Как только Аркадий открыл дверь, Руфо схватил его и, протащил по всей комнате мимо кремово-золотистых стульев к дальней стене, где схватил за шею и прижал к книжному шкафу. Возможно, Руфо и был громоздким, но он был гораздо проворнее, чем Аркадий мог предположить. Он придавил Аркадия одной рукой и сделал резкое движение другой. Аркадий с удивлением понял, что его пальто пришпилено к шкафу ножом, который Руфо пытался высвободить, чтобы нанести следующий удар. Развевающиеся полы пальто Аркадия сбили его с толку. Другой проблемой Руфо было то, что из левого уха у него торчал бальзамирующий шприц, а значит, 6 сантиметров стальной иглы вошли в его мозг. Аркадий нанес ответный удар безотчетно, ведь нападение было стремительным и неожиданным. Новое украшение в голове Руфо не сразу привлекло его внимание, его глаза заметались в поисках оружия и недоуменно остановились на Аркадии.

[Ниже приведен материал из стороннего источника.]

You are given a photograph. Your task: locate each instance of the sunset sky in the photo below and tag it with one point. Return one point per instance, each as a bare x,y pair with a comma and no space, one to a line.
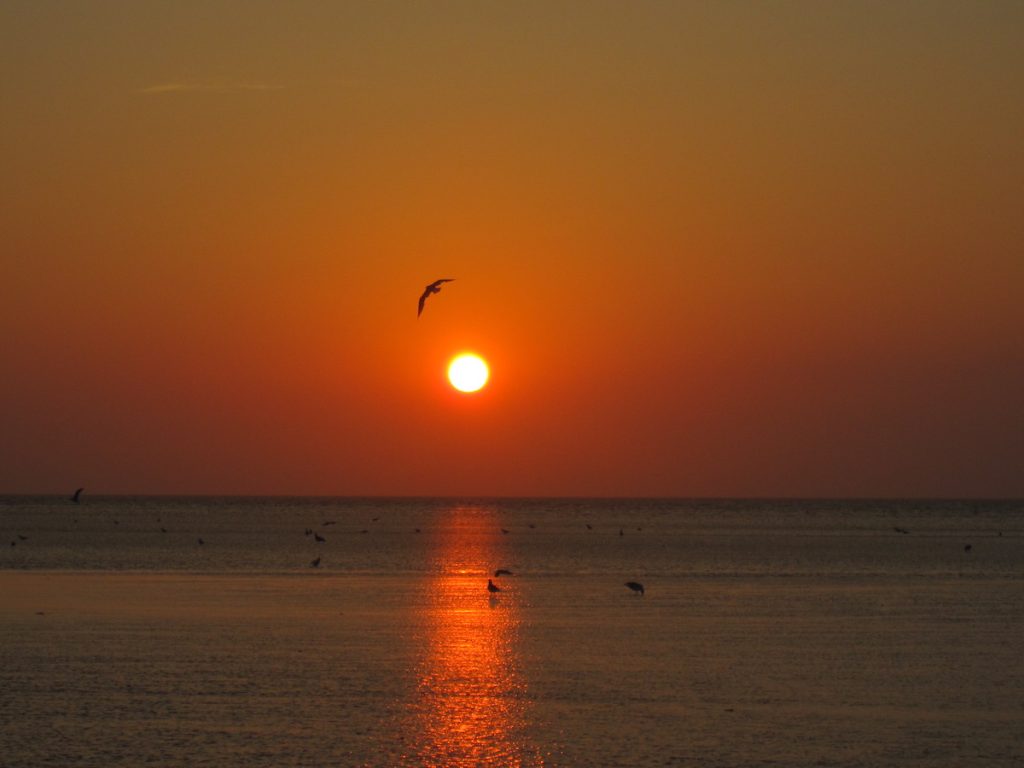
707,248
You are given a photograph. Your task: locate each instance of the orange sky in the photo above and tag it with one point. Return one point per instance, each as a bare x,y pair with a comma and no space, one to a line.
708,249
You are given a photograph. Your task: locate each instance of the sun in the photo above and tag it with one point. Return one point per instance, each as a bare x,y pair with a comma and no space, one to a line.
468,372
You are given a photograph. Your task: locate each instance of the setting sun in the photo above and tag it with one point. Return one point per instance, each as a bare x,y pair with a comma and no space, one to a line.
468,373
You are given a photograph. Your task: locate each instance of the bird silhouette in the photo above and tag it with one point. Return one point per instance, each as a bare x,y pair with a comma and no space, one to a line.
433,288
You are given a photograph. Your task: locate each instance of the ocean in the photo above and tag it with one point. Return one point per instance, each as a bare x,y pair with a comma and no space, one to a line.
199,632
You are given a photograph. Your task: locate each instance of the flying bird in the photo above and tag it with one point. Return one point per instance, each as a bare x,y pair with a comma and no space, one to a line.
433,288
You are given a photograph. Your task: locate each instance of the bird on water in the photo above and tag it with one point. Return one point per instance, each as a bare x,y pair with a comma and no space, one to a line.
433,288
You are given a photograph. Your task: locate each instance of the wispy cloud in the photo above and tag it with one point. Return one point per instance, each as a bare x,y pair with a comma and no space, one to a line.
210,86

Руфо сделал шаг назад, он махал руками, пытаясь нащупать шприц, как медведь, отмахивающийся от назойливой пчелы, крутя головой и описывая круги. Качаясь, он наклонялся все ниже и ниже, пока не упал на колено. Нащупав шприц, он стал вытягивать его, крепко закрыв глаза, пока его усилия, наконец, не увенчались успехом. Сквозь слезы он посмотрел на длинное красное жало, а потом перевел удивленный взгляд на Аркадия.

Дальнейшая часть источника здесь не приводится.